Schanoes blends contemporary and historical fiction with a fine layer of folklore-flavored fantasy in Burning Girls and Other Stories. These stories made me shiver, made me thrill, made me think; I really enjoyed spotting the references to punk classics in them. I really enjoyed this collection so much that I would happily recommend it to fans of Angela Carter and Daniel Mallory Ortberg, who like to write on the dark side of folk tales.
Some of the standouts in this collection include:
“Among the Thorns.” This story leads out the collection with a heart-breaking tale of long-burning revenge. The protagonist of the story hears that not only was her father murdered by villagers while on his peddling route, but that those same villagers gleefully retell the story of the murder to show their anti-Semitic cred. I love a story of Jewish revenge.

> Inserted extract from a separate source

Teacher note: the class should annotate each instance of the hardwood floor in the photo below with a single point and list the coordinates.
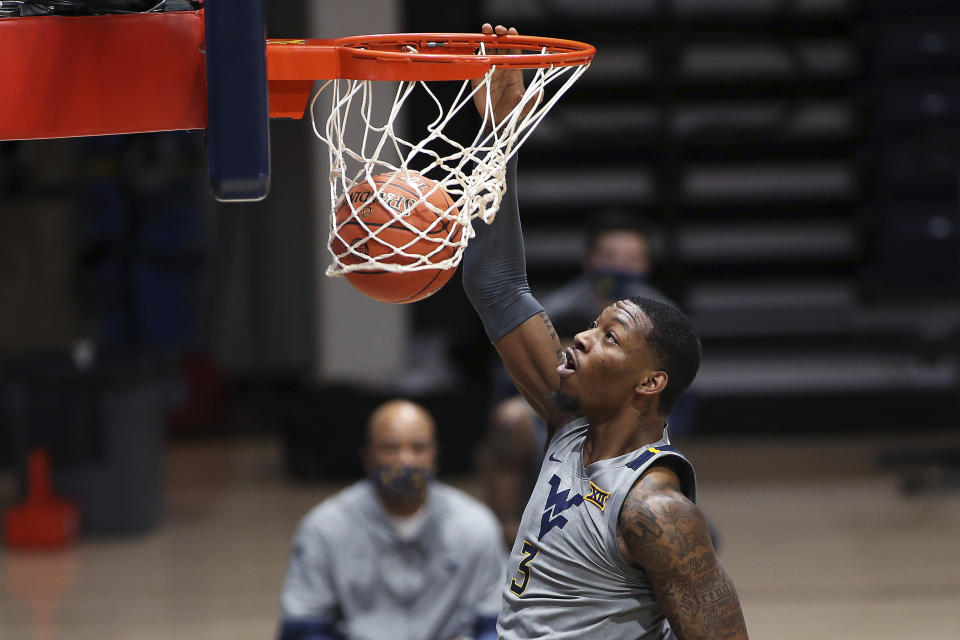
(820, 543)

“Rats.” Writing about addiction is hard, especially when writers want readers to empathize the addicts. Here, Schanoes turns the torment of addiction into a story of a girl born with rats clawing at her from inside who eventually meets a boy who also has rats inside. This horrific modern folk tale is further blended with a true crime story that punk fans will instantly recognize.

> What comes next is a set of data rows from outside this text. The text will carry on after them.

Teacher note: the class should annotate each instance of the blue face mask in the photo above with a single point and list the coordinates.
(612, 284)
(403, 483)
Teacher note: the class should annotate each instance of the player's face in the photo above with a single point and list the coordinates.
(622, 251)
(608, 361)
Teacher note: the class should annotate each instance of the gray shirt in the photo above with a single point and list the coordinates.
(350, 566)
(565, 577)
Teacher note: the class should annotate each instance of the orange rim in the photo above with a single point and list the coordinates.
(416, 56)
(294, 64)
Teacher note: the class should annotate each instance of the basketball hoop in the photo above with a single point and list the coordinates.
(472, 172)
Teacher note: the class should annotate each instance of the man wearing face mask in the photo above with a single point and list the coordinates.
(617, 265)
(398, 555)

“Emma Goldman Takes Tea with Baba Yaga.” In another story that blends actual history with folklore, we see the anarchist Emma Goldman fight against despair in post-revolutionary Russia. She had agitated all her life for change, workers’ rights, and free love—but she never made much headway in the United States and the revolution had gone sour by the time she was exiled to Russia. One day, after going for a ramble in the woods, Goldman is offered an extraordinary deal by Baba Yaga. Will Goldman give up hope for a kind of shadow power?
I really enjoyed this collection, even if many of the stories were downright frightening. I will certainly keep an eye out for future collections from Veronica Schanoes.
I received a free copy of this book from the publisher via NetGalley, for review consideration.